Monte Carlo TV: Sony's FBI Thriller 'Absentia' Marks New Direction for Networks Group

Simon Varsano/Sony Pictures Television Networks
'Absentia'

The show, which had its world premiere at the festival this weekend, marks the first series for the international networks group.

When Sony Pictures Television Networks world premiered Absentia at the Monte Carlo Television Festival over the weekend, it wasn’t just the first episode of the FBI thriller — it was the first show developed by the group that operates branded channels around the world.

“This is the first time that we fully developed, fully funded and produced a venture,” said SPTN executive vp production Marie Jacobson.

It’s a new strategy for the multichannel networks group, which has been airing American procedurals and dramas on its international networks, including Sony Networks and AXN, for two decades.

“Frankly, for us to go and commission our own original content, we really do have to look at new and different ways to make that happen. Absentia is the embodiment of that strategy,” said Jacobson.

The show — part thriller and part procedural with a touch of Nordic noir — stars Stana Katic (Castle) as an FBI agent who returns six years after being kidnapped. The show is set to air on the networks group’s AXN channel around the world and Showcase in Canada, and is seeking a U.S. home after debuting to buyers at L.A. Screenings.

“We’ve been able to create a show that is produced in a nontraditional manner and that speaks to our flexibility as a studio, our global focus and our ability to be collaborative and smart in terms of the way in which we can leverage the power of the networks group and the power of the distribution group,” said Sony Pictures Television president distribution Keith LeGoy.

The studio took an international approach to the series, casting actors from as far away as Uruguay and Mexico. Absentia is produced by Israel’s Masha TV, the team behind Homeland’s Israeli original, and directed by Oded Ruskin (False Flag). It was shot on an indie film schedule over 62 days in Bulgaria (standing in for Boston), a set that Katic says was the most collaborative she’s ever worked on.

“It came down to the style of set that Sony set up; they set up a real collaborative system,” said the actress. “I feel like this branch of Sony was open to collaboration in a new way because they are new at developing content.”

The character was a physical challenge for Katic, who spends several scenes beat up and bloodied, and she also performed most of her own stunts in one of Bulgaria's coldest winters in years. 

“The country added value to the story because we had locations that were unusual.
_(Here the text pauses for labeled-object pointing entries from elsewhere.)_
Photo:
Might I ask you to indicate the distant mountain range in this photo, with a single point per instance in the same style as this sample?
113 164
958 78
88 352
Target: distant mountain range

They felt like Boston but not entirely, and there is this tone to the country that added to the color and feel of the story, to the thriller and suspense element of it. The untouched natural space that we could get in Bulgaria really created a kind of edginess,” she added. 

As for the demise of the procedural, LeGoy pronounces any diagnosis too soon. “Traditional broadcasters have been telling us that they need those kind of incredibly powerful procedurals that have worked for decades,” he said. “Procedural dramas will always have an incredibly important place for broadcasters on their schedules and in their investment strategies.”

For SPTN, it is doubling down on the new strategy — it already has a second show starring a well-known American actor in the works.